I nodded. I would not dispute the wisdom of not letting others know what you wished for.
“Any chance for that tea?” Egor was eyeing the tea urn.
The maid
was
taking a long time. I could hear her in the corridor, arguing with the footman.
“Serge Saltykov tried to borrow money off one of the new officers from the Izmailovsky Regiment. Orlov is the name. The man’s just arrived from Tver.” Egor’s tone was cheerful now. “Wants to put fifty rubles on some mare he’s spotted. Of rare strength and dexterity, he says. Wants me to check her out.”
“Tried?”
“Orlov is broke, like everyone else. Saltykov is going to Oranienbaum to ask the Grand Duke for a loan.”
Promising myself to scold the maid later, I opened the spigot, spilling hot tea on my hand; I rubbed it hastily away. “When?” I asked.
“He said tomorrow, but he says many things.”
“Let’s drink it while it is still hot,” I said, filling two cups. In spite of all my rubbing, the tea left a nasty red welt of a burn.
The conversation turned back to the chances of a war, but I no longer listened to what my husband said. Saltykov was returning to Catherine. Finally, she’d been given another chance. And this time, no one could question the paternity of a child that might be born.
T
here was to be one more year and one more miscarriage, but then in January of 1754 the Grand Duchess became pregnant again. This time, to my joy, the Empress brought Catherine back to St. Petersburg.
The orders were strict. No physical strain, no horse riding, and no dancing. Catherine was never to raise her hands or make any circular motions. She could walk but only slowly, with small steps. To prevent falls, the maids were to rub her thighs and legs mornings and evenings with a mixture of the oil of Saint-John’s-wort and brandy.
There would be no more corsets or masked balls. No wearing of necklaces so that the baby would not have the cord twisted round its neck. No salty foods, for salt could cause an infant to be born without nails or tears.

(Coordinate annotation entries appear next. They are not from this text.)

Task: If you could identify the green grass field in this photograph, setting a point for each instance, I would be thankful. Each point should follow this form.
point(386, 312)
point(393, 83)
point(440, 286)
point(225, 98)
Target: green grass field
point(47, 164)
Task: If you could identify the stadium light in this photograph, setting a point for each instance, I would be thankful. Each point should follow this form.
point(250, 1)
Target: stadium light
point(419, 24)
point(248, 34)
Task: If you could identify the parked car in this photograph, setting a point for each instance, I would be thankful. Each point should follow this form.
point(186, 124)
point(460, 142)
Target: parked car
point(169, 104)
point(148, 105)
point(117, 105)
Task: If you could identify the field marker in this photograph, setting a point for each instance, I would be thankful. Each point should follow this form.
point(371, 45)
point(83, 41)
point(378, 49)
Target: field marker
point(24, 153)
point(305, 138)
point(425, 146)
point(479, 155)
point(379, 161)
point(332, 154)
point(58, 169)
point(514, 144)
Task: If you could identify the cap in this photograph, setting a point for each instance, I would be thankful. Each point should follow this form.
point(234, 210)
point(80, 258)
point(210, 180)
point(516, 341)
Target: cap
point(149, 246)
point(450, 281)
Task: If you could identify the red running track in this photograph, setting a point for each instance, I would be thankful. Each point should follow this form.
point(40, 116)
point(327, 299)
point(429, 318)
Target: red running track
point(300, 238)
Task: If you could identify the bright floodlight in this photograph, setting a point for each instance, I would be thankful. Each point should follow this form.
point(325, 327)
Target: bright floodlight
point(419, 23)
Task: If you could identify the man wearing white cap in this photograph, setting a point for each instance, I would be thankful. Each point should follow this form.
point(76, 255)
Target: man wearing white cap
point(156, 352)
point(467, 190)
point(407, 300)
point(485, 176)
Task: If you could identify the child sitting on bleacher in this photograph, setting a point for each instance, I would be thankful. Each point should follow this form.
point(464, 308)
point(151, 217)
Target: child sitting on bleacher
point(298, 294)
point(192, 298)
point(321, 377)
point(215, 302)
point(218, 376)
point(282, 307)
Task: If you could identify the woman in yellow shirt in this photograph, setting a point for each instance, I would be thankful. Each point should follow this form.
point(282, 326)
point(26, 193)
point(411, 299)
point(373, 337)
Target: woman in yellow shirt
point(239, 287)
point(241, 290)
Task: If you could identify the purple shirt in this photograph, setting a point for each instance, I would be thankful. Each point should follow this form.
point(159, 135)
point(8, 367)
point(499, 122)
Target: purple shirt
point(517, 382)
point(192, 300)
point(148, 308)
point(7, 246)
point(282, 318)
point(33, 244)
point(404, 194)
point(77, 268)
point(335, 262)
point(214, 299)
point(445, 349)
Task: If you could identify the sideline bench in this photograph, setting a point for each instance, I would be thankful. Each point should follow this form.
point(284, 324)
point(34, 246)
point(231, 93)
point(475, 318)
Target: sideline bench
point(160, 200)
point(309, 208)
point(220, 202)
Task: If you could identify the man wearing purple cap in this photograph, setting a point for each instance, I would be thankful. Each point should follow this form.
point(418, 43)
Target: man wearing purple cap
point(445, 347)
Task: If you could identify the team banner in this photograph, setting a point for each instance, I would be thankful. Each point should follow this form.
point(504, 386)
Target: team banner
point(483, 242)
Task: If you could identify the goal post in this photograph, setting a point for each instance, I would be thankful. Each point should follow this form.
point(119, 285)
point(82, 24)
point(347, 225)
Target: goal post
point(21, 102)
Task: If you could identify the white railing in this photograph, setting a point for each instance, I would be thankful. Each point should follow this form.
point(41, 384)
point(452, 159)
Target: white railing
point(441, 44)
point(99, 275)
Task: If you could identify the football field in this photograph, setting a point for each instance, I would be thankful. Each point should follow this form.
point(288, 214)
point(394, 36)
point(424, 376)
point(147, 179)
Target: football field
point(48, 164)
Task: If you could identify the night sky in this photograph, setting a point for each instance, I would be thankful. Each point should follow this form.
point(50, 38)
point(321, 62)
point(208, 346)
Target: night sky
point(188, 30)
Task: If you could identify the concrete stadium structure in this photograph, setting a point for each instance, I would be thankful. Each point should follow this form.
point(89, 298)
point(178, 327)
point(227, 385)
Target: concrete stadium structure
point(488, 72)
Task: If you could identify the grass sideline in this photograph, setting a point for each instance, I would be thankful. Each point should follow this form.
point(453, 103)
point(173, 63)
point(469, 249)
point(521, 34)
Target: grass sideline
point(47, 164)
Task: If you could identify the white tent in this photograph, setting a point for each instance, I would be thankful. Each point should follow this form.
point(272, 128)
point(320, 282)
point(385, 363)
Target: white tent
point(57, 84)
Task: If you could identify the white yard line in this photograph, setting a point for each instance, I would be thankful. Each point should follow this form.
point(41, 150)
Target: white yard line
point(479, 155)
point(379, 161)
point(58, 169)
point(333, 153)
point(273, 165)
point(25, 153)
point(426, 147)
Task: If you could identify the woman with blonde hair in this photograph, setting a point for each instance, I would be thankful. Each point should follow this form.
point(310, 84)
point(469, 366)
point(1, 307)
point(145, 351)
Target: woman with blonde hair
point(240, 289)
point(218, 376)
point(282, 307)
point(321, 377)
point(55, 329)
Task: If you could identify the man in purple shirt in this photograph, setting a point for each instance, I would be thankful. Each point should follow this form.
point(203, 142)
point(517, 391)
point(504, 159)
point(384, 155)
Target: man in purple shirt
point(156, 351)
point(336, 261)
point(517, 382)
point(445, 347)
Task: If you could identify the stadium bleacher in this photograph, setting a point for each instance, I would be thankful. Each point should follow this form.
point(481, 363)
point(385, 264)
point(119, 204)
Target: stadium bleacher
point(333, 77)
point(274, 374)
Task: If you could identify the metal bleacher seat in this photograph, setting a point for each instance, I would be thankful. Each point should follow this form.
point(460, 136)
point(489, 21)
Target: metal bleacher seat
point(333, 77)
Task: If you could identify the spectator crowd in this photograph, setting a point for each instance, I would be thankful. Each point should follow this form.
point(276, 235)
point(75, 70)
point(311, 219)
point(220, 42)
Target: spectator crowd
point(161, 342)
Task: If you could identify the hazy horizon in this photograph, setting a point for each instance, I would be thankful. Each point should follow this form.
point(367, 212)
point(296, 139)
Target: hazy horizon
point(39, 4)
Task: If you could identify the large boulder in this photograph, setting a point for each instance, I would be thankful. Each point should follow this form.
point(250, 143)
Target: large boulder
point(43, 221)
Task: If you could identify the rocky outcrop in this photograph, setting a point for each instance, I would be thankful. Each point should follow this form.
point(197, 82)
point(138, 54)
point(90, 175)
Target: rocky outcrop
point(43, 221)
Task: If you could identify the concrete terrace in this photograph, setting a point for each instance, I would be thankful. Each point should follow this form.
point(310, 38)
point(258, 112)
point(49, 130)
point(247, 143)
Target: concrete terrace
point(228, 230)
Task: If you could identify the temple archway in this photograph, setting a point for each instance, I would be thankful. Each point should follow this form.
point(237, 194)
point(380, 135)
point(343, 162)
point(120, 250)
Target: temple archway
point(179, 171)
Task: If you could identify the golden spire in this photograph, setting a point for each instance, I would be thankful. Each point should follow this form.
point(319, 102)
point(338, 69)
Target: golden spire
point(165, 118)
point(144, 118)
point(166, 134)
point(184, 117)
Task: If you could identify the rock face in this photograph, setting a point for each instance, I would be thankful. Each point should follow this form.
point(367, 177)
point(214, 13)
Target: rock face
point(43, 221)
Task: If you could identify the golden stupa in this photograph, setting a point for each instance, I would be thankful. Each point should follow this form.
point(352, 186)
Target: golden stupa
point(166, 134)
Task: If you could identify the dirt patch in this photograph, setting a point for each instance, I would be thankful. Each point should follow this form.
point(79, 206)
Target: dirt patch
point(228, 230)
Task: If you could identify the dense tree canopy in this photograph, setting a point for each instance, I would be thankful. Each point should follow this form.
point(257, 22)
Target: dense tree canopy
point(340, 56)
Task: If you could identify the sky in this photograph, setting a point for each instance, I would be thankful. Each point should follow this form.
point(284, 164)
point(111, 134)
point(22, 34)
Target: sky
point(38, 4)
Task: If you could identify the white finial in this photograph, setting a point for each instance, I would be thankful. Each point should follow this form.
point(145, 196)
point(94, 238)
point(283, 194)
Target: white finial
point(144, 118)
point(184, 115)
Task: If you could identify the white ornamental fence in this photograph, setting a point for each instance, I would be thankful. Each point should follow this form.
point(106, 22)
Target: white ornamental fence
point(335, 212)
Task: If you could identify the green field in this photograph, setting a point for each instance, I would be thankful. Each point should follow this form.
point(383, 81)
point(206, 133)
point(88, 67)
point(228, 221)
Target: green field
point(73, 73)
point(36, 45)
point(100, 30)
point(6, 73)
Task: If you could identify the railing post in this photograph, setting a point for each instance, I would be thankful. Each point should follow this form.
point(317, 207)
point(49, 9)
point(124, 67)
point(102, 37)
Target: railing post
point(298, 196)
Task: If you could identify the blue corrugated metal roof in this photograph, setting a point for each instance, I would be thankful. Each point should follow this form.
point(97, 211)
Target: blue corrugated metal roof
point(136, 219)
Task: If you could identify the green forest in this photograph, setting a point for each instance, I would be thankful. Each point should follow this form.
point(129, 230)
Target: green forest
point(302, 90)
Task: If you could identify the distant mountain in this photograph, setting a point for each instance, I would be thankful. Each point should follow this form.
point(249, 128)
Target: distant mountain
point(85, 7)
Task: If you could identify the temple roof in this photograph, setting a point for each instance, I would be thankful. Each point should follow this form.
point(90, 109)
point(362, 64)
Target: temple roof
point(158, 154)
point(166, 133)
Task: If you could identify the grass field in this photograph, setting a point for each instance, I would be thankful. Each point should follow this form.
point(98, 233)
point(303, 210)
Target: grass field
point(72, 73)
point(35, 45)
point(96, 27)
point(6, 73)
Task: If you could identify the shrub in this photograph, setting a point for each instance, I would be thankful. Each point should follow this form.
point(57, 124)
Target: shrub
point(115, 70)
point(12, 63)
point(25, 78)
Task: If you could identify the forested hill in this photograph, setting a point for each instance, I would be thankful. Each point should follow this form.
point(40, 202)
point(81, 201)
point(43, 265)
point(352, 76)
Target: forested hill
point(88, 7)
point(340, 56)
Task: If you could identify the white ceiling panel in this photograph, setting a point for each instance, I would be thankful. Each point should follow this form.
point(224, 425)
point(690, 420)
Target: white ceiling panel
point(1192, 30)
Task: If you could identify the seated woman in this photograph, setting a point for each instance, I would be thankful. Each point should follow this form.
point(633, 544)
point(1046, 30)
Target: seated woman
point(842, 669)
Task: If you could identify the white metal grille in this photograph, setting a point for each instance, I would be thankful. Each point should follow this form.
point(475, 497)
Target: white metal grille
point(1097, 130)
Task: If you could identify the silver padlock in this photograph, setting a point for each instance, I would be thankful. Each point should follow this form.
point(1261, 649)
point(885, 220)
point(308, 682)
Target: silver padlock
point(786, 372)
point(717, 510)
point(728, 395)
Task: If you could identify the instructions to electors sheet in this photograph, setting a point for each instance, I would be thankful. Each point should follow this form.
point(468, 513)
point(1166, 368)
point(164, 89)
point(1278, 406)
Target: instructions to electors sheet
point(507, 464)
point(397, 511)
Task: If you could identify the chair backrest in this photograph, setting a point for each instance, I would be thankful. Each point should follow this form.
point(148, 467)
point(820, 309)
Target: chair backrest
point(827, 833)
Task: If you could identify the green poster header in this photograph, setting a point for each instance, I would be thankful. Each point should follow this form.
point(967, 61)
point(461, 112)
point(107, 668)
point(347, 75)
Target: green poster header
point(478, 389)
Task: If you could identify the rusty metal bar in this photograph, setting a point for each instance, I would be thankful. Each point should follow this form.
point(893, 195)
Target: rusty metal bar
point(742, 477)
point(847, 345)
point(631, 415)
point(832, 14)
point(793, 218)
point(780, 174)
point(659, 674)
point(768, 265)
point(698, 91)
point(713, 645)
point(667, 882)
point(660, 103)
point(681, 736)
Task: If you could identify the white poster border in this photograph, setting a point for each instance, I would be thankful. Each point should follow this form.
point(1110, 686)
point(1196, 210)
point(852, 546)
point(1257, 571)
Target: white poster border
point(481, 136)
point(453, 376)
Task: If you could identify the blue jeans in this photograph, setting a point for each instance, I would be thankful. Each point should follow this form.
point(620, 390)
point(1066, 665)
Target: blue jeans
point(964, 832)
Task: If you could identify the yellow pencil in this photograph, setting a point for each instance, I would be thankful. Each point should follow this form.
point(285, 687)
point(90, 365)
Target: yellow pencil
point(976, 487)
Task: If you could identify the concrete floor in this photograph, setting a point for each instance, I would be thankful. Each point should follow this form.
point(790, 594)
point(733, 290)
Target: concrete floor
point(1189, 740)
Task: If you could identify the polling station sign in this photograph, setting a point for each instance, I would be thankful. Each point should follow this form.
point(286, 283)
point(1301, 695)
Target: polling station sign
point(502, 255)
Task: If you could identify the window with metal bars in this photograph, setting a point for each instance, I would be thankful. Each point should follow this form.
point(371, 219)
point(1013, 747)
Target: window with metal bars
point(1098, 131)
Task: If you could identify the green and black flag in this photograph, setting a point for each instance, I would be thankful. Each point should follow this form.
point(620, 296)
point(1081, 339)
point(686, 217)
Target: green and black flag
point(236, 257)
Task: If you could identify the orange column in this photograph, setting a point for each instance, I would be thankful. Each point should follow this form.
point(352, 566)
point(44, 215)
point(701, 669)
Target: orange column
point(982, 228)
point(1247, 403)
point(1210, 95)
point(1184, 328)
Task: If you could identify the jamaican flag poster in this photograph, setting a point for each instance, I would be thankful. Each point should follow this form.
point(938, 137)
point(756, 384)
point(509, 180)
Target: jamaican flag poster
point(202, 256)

Catherine had to be kept happy, for a crying mother would make a child melancholy.
Elizabeth told the Grand Duke to “approach” his wife at least once a month, to brand the shapeless mass in Catherine’s womb with his own stamp.
And Serge Saltykov?
“No need for the Grand Duchess to make a spectacle of her rutting any longer,” Elizabeth said, when she ordered Serge to stay away from Catherine. To be truthful, she had been cruder than that. By then the very thought of Catherine provoked Elizabeth to use the language of the tavern. Suddenly it was all about cunts and pricks, fucking and sperm. A German mare and a Russian steed. The mechanics of breeding.
I saw Catherine often in these days but rarely without companions. Still, there were moments when—in search of some lost item from the Empress’s
ménagement
—I was able to sneak into her bedroom alone. It was her departed lover she always wanted to talk about.
“Is Serge missing me? Why did he have to go? Why doesn’t he write?”
Her voice quivered on the verge of tears. She couldn’t believe he had not come to visit her for such a long time.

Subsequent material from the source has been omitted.